L’échange avec l’école d’Aix-en-Provence nous permit de signer une convention qui donnait la possibilité à nos étudiants de continuer leurs études en France. Mais l’envie de connaître d’autres expériences ne nous quittait pas. Après avoir participé à un colloque à Rotterdam autour de la problématique de l’accès de l’art sud méditerranéen au marché de l’art européen, j’ai pu établir des relations notamment avec Chris Dercon alors directeur du centre d’art Witte de With. Chris se chargea alors d’organiser pour Rabi’ une visite de trois semaines dans les écoles et les lieux de la réception de l’art sur le territoire néerlandais.
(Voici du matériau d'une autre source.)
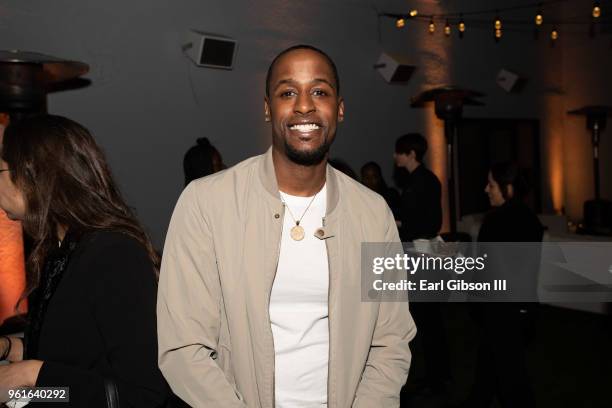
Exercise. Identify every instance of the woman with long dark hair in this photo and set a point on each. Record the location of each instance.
(91, 275)
(506, 327)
Rabi’ revint après son séjour avec un rapport de plus de cent pages ; une description détaillée de ce qui se pratiquait dans ce pays en matière d’art. Une véritable expertise. En fait tous ces échanges ne faisaient que nous conforter dans notre démarche ; nous voulions savoir si nous n’étions pas dans l’erreur.

L’enseignement à l’École des Beaux-arts de Casablanca durait trois ans. Or dans d’autres pays, et notamment en France, il est de cinq années. Effectivement un étudiant qui passe trois ans, dont une préparatoire, ne peut entamer un projet personnel à ce niveau. Devant cette difficulté, on eut l’idée de créer un enseignement à la Faculté des Lettres et des Sciences Humaines de Ben M’sik, où nous sommes restés tous les deux enseignants. Ce fut la première formation artistique au sein de l’université marocaine de tous les temps. Rabi’ tenait absolument à cette formation et voulait la voir naître dans cette institution qui lui a ouvert les bras en la personne de son doyen Hassan Smili. Les lauréats de l’école se partageaient entre l’École d’art d’Aix-en Provence et la Faculté de Lettres de Ben M’sik. La création de cette licence a marqué cette faculté d’une manière particulière. D’une part d’autres licences proches ou lointaines des arts furent mises en place, ensuite elle est considérée à ce jour comme leader dans le domaine des arts et on est même en train d’y construire un Institut Supérieur des Arts visuels et Multimédia. Les rêves diurnes et solitaires de Rabi’ à propos de la refonte de l’École des Beaux-arts de Casablanca n’étaient donc pas des chimères.

Rabi’ a mis fin à sa carrière d’enseignant en l’an 2002. Nos rencontres continuent de la même manière. Les sujets de nos débats sont exclusivement artistiques.

Un travail dur, une formation continue, un esseulement sans pareil et un esprit artistique résolument tourné vers la modernité, voilà en résumé la vie de Rabi’ pendant toutes ces années.